Sem Fim à Vista, Raquel Ochoa


Ochoa, Raquel (2012). Sem Fim À Vista. Ponta Delgada: Letras Lavadas Edições.


Sem Fim à Vista é um romance de Viagens de Raquel Ochoa. Não é, porém, um simples livro de viagens. O protagonista é uma pessoa doente e as viagens dividem-se de acordo com os seus órgãos doentes: na Veia Cava Superior, a ação inicia-se em Singapura, passa pela Malásia, Indonésia e termina na Austrália. Já na Aorta, temos várias localidades da Nova Zelândia. No ventrículo Direito, Hong Kong; no Ventrículo Esquerdo, Sri Lanka e Japão e no Tronco Pulmonar, regresso aos Açores, São Miguel, terra do protagonista.
É um livro que não se quer parar de ler, porque cada viagem, para além de nos levar a sítios bastante diferentes, é também uma viagem interior, de conhecimento, aprendizagem e crescimento. A cada viagem, apetece-nos largar tudo e acompanhar a personagem na apreciação dos lugares, das pessoas, dos paladares…
O protagonista, Vítor Vidampla, é um açoriano com um historial clínico complicado. Um empresário de sucesso, responsável por fazer vingar um negócio de família, sujeito ao stresse da sua profissão, que passa os dias a trabalhar, sem viver realmente a vida. Quando se vê obrigado a um transplante de coração, a uma medicação severa e a uma esperança de vida limitada, é quando pondera realmente começar a viver. Decide, contra todas as indicações médicas, viajar sozinho e ir até à Nova Zelândia assistir à final do mundial de rugby. Sempre limitado pela doença, tudo é feito muito devagar, consoante as suas capacidades e condição física debilitada.

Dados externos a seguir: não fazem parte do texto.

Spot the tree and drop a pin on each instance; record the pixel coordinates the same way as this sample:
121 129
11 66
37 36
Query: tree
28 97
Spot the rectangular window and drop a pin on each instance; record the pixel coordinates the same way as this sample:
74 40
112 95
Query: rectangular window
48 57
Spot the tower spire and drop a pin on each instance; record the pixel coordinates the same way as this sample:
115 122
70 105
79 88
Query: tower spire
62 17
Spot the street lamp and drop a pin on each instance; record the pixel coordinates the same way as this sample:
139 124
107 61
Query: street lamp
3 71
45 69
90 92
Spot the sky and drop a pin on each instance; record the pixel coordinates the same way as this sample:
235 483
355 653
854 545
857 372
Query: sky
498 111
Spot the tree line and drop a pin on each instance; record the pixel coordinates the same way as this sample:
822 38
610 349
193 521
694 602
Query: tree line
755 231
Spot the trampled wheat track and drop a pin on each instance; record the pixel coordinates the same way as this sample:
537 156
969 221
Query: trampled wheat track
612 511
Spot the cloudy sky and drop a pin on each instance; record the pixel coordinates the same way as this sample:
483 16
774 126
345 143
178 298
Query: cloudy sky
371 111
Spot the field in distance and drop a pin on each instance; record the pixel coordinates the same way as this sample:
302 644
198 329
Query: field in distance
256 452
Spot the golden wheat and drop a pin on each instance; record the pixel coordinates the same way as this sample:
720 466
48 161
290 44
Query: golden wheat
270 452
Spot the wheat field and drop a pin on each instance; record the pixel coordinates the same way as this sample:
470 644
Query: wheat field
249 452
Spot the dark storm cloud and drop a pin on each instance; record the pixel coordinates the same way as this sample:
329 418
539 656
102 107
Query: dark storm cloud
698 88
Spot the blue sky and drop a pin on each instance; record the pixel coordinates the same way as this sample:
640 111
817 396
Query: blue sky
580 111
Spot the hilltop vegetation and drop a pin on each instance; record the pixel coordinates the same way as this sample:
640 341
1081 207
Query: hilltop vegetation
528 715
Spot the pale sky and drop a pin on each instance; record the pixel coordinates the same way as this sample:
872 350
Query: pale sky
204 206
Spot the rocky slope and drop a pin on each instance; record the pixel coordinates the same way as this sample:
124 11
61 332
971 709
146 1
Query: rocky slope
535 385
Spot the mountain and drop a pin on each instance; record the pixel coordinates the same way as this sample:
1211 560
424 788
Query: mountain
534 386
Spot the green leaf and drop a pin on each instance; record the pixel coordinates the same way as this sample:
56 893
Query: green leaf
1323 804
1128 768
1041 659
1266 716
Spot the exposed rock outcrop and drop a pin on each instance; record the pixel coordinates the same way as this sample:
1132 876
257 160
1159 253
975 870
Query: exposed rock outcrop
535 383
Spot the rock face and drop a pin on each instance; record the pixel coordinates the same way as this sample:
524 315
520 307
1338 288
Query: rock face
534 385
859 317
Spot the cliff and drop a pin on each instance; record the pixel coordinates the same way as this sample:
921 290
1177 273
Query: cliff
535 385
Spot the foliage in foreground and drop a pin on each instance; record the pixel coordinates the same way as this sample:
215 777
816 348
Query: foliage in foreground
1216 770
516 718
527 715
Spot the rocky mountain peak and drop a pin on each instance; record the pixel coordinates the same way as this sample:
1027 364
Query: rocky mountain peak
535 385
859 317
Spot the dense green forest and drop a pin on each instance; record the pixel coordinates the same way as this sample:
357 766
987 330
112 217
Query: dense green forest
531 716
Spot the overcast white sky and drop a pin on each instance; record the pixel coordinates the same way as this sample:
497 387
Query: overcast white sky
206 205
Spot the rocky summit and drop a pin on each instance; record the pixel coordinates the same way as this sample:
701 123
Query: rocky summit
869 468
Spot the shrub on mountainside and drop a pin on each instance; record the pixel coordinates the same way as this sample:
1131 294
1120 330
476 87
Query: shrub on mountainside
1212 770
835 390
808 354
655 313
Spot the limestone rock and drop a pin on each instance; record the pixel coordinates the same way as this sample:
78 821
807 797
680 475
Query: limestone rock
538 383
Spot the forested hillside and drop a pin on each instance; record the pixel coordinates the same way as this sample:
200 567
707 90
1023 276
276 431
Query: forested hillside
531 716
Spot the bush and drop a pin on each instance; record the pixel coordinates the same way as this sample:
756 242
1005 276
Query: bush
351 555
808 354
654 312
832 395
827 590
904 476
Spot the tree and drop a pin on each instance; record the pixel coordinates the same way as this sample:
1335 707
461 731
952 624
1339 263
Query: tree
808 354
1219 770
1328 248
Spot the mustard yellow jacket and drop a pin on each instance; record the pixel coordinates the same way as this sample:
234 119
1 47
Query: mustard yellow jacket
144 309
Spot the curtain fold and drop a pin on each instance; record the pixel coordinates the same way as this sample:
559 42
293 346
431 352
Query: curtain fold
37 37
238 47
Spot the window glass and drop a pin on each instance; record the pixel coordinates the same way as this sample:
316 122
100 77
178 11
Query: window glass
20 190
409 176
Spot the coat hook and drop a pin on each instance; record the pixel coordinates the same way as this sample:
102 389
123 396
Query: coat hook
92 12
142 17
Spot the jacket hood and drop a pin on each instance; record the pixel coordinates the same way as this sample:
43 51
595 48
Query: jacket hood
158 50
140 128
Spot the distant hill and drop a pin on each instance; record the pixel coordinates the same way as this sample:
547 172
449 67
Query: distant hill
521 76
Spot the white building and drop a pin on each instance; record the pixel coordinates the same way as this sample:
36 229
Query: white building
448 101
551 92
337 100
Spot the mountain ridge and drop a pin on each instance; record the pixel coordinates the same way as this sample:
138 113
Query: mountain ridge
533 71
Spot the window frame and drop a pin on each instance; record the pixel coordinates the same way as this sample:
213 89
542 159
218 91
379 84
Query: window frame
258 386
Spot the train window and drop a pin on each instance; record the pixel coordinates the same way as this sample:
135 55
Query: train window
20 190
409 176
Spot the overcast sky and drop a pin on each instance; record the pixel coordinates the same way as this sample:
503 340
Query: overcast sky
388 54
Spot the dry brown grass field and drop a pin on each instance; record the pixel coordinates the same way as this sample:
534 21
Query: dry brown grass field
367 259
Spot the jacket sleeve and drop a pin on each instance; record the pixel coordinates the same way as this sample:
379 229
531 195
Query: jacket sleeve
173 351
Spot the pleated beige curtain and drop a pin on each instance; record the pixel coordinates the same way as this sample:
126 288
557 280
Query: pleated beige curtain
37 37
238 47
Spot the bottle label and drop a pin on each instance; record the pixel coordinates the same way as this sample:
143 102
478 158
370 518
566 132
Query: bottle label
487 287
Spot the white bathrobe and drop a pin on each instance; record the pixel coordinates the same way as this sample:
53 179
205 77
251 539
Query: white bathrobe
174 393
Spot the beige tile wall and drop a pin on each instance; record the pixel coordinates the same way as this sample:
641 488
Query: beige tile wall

Mas esse vagar tem as suas vantagens, pois permite-lhe apreciar cada lugar, cada pessoa que conhece e cada momento nesta viagem é uma vitória. À medida que a viagem decorre, Vidampla vai-se esquecendo das dores, vai deixando de precisar da medicação e sente-se finalmente livre de todas as suas angústias. De entre as pessoas que conhece nas suas viagens, destaca-se a alucinada Helana, uma força da natureza, que o incita a prosseguir a viagem para o Japão, onde se encontrará com ela.
Podem nem ser reais estas viagens, pode até Vidampla estar apenas em coma, mas esta viagem cumpre os objetivos a que se propôs, desperta Vidampla para a vida.
A forma como Raquel Ochoa escreve prende-nos à narrativa, pois à ação constante se alia uma poeticidade repleta de frases que ficam. Passo a citar algumas das que mais gostei:

"O vento chega e modifica, não deixa a praia igual. Assim são as viagens."

"Nunca imaginamos o que está por detrás dos olhos de uma pessoa."

"Em todas as grandes viagens chega um momento de ruptura, em que o passado passa a ser o passado e o futuro um mar de promessas. É neste ponto que o viajante sente, de modo abrupto e precipitado, que não voltará a ser o mesmo. Partem-se pratos num chão de mármore que ninguém ouve, ninguém compreende. É subtil. Uma aragem. "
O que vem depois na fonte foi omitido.